A Portishead police sergeant is being hailed a hero after jumping into the town’s marina to rescue a teenager.
Sergeant Jim Robinson, 43, who leads the town’s neighbourhood policing team, was called to an incident at the marina at around 8.30pm on Saturday.
A group of youngsters had gathered on the waterfront by Portishead Primary School when one of the group – a girl of 15 – jumped into the water.
She was followed quickly by a friend, another 15-year-old female, who went in to try to rescue her.
But as it was cold and dark, the pair struggled to get themselves out of the water and started to panic.
While one of the girls was brought to safety by residents using a life ring, Sgt Robinson – a keen sportsman – jumped into the water.
He swam out to her, grabbing hold of her and took her back to the ladder by the marina wall where he kept her afloat until the marina safety boat, fire fighters and coastguards arrived.
Paramedics were on the scene within minutes, along with the Great Western Ambulance Service hazardous area response team.
Both girls were taken to Bristol Children’s Hospital for a check-up, but were not thought to have suffered any serious injuries.
Police spokesman Wayne Baker said: “The alarm was raised about 8.30pm and a police patrol attended and found the female teenager in the water in difficulty.
“A police officer entered the water and together with the assistance of port staff and fire service carried out a successful rescue.
“The teenager was then taken to hospital for treatment.”
A paramedic who lives nearby saw the drama unfold.
He said he ran to the waterside and threw a life ring into the water which one of the girls managed to grab.
He and other passers-by managed to pull the girl on the ring to the side of the marina, where she climbed around 9ft up the ladder to safety.
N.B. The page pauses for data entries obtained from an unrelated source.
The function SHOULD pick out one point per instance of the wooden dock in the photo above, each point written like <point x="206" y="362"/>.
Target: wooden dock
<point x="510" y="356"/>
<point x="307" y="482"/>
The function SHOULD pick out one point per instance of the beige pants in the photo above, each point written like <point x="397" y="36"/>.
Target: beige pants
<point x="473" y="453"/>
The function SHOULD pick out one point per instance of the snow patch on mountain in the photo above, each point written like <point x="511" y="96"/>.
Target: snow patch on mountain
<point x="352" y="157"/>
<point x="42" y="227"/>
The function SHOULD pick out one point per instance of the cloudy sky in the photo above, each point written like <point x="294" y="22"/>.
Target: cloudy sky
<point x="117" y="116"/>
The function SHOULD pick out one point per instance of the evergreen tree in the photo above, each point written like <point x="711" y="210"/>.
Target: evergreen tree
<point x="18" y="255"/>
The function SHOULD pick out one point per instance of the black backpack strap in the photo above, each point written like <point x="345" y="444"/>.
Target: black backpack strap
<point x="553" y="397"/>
A life ring had also been thrown to the other girl floundering in the water but, because of the attached rope, it could not reach her, prompting Sgt Robinson to dive in.
He said: “Occasionally you see kids jumping into the marina, but never at night.
“I noticed there was a gang of teenagers on the marina by the school and the next thing I knew the two girls had jumped in.
“A life ring was thrown into the water and we managed to get one girl to the side of the marina and she climbed up the ladder.
“The other girl was still in the water and this other man jumped in and swam out to her as the life ring did not stretch.”
He has now written to North Somerset Council, the ambulance service and the marina’s management team raising various safety concerns.
He said: “It is all very well having life rings, but they are useless if the ropes do not stretch out far enough.
“I am also concerned that the dock wall is not well lit and the ladders cannot be seen properly in the dark.
“One of the girls was screaming that she could not see the ladders.
“Perhaps consideration needs to be given to lighting these better so they could be seen at night in an emergency. If it had been later at night and people were not around to assist these two girls, then it could have been a very different story.”
The marina is owned and operated by Quays Marina and is staffed 24 hours a day, 365 days a year.
Marina manager Keith Berry said: “The life rings and safety equipment has been adopted by the local authority and is inspected on a regular basis. The ladders are positioned under street lights so are illuminated as best as practically possible.
“Our safety record is very important to us and we will review what we can to do improve safety and whether further improvements are needed.”